Guest article by Dr. Scott Burgess
If you have been paying attention to drones and what this technology offers, you may have also thought about how it may affect what you do as an adjuster.
If a new ladder came out that made your life easier, your job as an adjuster safer, save you money and reduce risk, would you put some thought into purchasing that ladder?
Let’s use that same logic to think about adjusting with drones, why you should care, and what all this hype is about.
This current hype likely comes from how rapidly the drone has grown in utility across so many spectrums. Consider the simplicity of access to detailed aerial imagery, a low investment needed just to fly something through the sky, and of course there is the entertainment factor. The broad capabilities of drones are seemingly never-ending, and the hype applies directly to what you can do as an adjuster, today.

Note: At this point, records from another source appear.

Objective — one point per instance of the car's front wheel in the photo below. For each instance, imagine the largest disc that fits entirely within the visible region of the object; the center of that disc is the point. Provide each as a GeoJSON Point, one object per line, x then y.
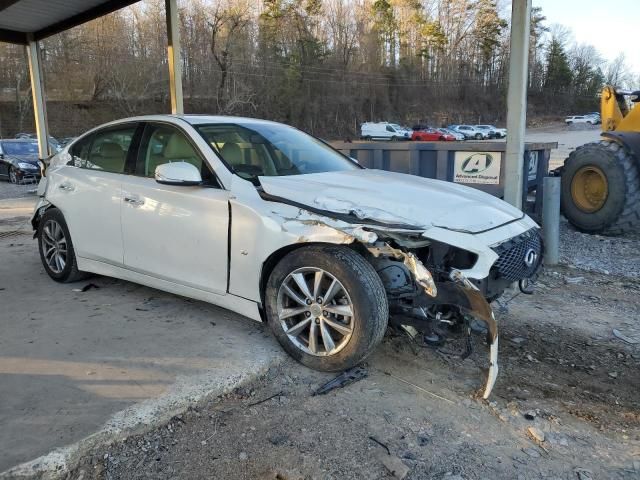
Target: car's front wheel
{"type": "Point", "coordinates": [13, 175]}
{"type": "Point", "coordinates": [56, 248]}
{"type": "Point", "coordinates": [327, 307]}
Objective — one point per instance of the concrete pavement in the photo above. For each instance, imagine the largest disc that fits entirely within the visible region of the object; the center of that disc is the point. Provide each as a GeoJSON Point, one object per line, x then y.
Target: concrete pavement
{"type": "Point", "coordinates": [81, 368]}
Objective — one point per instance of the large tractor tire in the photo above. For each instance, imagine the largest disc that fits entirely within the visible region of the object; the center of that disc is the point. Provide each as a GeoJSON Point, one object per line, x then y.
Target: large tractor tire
{"type": "Point", "coordinates": [601, 189]}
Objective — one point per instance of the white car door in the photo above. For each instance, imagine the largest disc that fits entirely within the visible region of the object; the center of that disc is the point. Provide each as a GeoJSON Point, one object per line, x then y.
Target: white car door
{"type": "Point", "coordinates": [175, 233]}
{"type": "Point", "coordinates": [88, 192]}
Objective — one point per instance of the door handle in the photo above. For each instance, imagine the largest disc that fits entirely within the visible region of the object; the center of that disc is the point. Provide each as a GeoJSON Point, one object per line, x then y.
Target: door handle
{"type": "Point", "coordinates": [134, 200]}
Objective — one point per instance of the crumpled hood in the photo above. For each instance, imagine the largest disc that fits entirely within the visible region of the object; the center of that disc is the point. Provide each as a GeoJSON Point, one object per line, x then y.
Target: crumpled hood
{"type": "Point", "coordinates": [395, 198]}
{"type": "Point", "coordinates": [33, 159]}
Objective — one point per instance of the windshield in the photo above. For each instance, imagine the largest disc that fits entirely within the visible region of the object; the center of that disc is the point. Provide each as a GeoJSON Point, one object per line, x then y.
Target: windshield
{"type": "Point", "coordinates": [254, 150]}
{"type": "Point", "coordinates": [20, 148]}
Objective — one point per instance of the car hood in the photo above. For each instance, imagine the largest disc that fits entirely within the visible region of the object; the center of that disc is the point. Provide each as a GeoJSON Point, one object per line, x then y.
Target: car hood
{"type": "Point", "coordinates": [395, 198]}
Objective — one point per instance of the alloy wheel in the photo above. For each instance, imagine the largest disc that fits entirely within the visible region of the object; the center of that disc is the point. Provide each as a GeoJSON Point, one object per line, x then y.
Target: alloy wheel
{"type": "Point", "coordinates": [315, 311]}
{"type": "Point", "coordinates": [54, 246]}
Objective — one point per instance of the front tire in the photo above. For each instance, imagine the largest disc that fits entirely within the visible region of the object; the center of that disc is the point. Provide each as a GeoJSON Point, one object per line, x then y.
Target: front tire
{"type": "Point", "coordinates": [600, 189]}
{"type": "Point", "coordinates": [56, 248]}
{"type": "Point", "coordinates": [327, 307]}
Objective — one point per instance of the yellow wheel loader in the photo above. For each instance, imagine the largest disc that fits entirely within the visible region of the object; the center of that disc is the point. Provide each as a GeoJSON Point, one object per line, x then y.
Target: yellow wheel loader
{"type": "Point", "coordinates": [601, 180]}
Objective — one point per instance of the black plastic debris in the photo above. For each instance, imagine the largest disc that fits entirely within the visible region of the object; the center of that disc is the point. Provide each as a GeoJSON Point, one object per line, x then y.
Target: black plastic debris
{"type": "Point", "coordinates": [86, 288]}
{"type": "Point", "coordinates": [347, 377]}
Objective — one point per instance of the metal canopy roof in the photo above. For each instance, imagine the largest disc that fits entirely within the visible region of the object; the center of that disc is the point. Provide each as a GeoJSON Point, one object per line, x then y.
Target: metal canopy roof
{"type": "Point", "coordinates": [42, 18]}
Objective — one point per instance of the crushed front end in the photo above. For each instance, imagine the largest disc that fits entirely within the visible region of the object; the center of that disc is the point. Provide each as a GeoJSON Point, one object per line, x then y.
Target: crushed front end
{"type": "Point", "coordinates": [452, 279]}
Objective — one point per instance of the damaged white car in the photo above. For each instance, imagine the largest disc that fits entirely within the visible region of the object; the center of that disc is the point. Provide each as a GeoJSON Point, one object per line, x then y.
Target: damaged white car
{"type": "Point", "coordinates": [269, 222]}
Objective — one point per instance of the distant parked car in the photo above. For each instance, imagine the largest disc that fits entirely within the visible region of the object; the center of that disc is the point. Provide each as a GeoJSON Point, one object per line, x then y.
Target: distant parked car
{"type": "Point", "coordinates": [55, 145]}
{"type": "Point", "coordinates": [596, 116]}
{"type": "Point", "coordinates": [470, 131]}
{"type": "Point", "coordinates": [384, 131]}
{"type": "Point", "coordinates": [456, 135]}
{"type": "Point", "coordinates": [428, 134]}
{"type": "Point", "coordinates": [493, 131]}
{"type": "Point", "coordinates": [580, 119]}
{"type": "Point", "coordinates": [19, 160]}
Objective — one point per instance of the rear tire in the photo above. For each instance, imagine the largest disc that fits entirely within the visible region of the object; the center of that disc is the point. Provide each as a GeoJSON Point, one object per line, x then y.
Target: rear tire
{"type": "Point", "coordinates": [620, 210]}
{"type": "Point", "coordinates": [360, 292]}
{"type": "Point", "coordinates": [54, 240]}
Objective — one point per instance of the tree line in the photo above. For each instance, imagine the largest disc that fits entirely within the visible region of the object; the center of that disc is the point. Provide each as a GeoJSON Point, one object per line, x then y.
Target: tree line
{"type": "Point", "coordinates": [325, 66]}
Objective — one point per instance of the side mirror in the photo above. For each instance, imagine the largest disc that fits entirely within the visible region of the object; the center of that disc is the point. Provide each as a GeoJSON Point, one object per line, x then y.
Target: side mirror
{"type": "Point", "coordinates": [178, 173]}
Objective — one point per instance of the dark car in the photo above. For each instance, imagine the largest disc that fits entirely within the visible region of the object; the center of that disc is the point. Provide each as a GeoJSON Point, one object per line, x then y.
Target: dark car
{"type": "Point", "coordinates": [19, 160]}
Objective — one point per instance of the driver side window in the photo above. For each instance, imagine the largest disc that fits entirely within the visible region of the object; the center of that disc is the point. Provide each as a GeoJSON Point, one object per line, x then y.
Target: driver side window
{"type": "Point", "coordinates": [165, 144]}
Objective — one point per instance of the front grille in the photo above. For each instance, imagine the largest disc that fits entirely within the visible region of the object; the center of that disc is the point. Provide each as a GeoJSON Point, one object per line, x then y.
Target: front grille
{"type": "Point", "coordinates": [519, 257]}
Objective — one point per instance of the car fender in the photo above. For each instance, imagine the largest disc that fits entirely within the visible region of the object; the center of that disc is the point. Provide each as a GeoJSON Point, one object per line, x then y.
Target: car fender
{"type": "Point", "coordinates": [259, 229]}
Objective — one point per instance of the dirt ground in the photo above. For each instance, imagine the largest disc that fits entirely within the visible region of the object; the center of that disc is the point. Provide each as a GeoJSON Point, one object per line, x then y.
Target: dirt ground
{"type": "Point", "coordinates": [563, 372]}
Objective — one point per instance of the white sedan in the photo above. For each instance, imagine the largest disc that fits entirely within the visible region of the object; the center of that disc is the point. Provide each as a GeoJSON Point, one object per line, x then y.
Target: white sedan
{"type": "Point", "coordinates": [269, 222]}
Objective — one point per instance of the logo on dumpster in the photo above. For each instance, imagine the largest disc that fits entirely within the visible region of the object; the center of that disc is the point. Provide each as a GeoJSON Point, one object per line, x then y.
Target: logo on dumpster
{"type": "Point", "coordinates": [477, 167]}
{"type": "Point", "coordinates": [478, 162]}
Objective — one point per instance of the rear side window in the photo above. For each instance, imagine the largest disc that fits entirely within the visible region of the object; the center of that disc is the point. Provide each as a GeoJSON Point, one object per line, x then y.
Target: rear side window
{"type": "Point", "coordinates": [104, 150]}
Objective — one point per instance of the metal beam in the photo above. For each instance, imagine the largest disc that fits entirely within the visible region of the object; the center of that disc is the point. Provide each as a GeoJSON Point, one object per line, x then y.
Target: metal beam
{"type": "Point", "coordinates": [99, 10]}
{"type": "Point", "coordinates": [173, 54]}
{"type": "Point", "coordinates": [13, 36]}
{"type": "Point", "coordinates": [517, 101]}
{"type": "Point", "coordinates": [37, 92]}
{"type": "Point", "coordinates": [4, 4]}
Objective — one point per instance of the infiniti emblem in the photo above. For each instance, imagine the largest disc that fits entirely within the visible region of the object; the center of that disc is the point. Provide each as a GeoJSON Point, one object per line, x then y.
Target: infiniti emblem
{"type": "Point", "coordinates": [530, 257]}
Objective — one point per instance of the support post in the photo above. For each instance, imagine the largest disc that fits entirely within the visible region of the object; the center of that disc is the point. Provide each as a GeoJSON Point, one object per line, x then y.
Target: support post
{"type": "Point", "coordinates": [517, 101]}
{"type": "Point", "coordinates": [551, 220]}
{"type": "Point", "coordinates": [37, 93]}
{"type": "Point", "coordinates": [173, 54]}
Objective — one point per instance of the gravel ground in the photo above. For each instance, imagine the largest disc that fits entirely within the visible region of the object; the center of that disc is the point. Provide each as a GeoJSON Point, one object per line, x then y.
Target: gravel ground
{"type": "Point", "coordinates": [565, 407]}
{"type": "Point", "coordinates": [10, 190]}
{"type": "Point", "coordinates": [598, 253]}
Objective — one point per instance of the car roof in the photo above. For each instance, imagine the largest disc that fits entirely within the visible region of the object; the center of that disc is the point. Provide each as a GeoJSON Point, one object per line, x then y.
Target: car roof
{"type": "Point", "coordinates": [193, 119]}
{"type": "Point", "coordinates": [18, 140]}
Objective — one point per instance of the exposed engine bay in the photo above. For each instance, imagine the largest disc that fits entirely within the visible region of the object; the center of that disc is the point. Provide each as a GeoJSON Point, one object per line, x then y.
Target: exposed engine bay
{"type": "Point", "coordinates": [427, 289]}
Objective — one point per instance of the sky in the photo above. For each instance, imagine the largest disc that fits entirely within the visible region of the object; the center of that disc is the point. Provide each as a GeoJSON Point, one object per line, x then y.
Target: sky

Drone technology has continuously advanced and now shows high promise in the catastrophe industry. This technology has been more acceptable as well to carriers and other decision makers on accepting drone data for claims. The challenge of course comes into play when trying to determine when an adjuster should integrate this technology into their tools.
In January 2019 at the NACA conference, an informal survey determined that close to 40% of adjusters in attendance had flown a drone and that approximately 30% had use the imagery on a job. Contrast this with another informal survey the previous year where the numbers were less than 5%. Less than 5 in attendance this year indicated they were allowed to integrate a drone (assuming all present had inquired of the possibility of doing so). Lets address some of the known and tested benefits to integration;
A drone can enhance time on the ground by scanning, measuring and identifying damage in mere minutes, and with up to 95% accuracy.
Workflows can be established that enable adjusters to leapfrog by collecting, then processing enroute or later. With a small footprint, equipment is scalable.
Risk has always been a big part of what adjusters do. Drone use significantly reduces risk exposure, by first allowing for a reconnaissance prior to climbing and/or, a full roof scope flight.
If discussing initial costs, drone technology is worthy of serious consideration because it is an investment with an extremely high return on investment; simple math confirms this.
While this technology is not something you pull off the shelf and immediately use, it in fact IS something that requires preparation. Implementing a drone into your operation can in fact happen rapidly and within weeks with the right kind of preparation.
Insurance carriers’ appetite to integrate drone technology into claim inspections is evolving daily. Don’t be left behind. Make sure you’re ready when they’re ready, so you can get the deployment and put your skills and investments to work.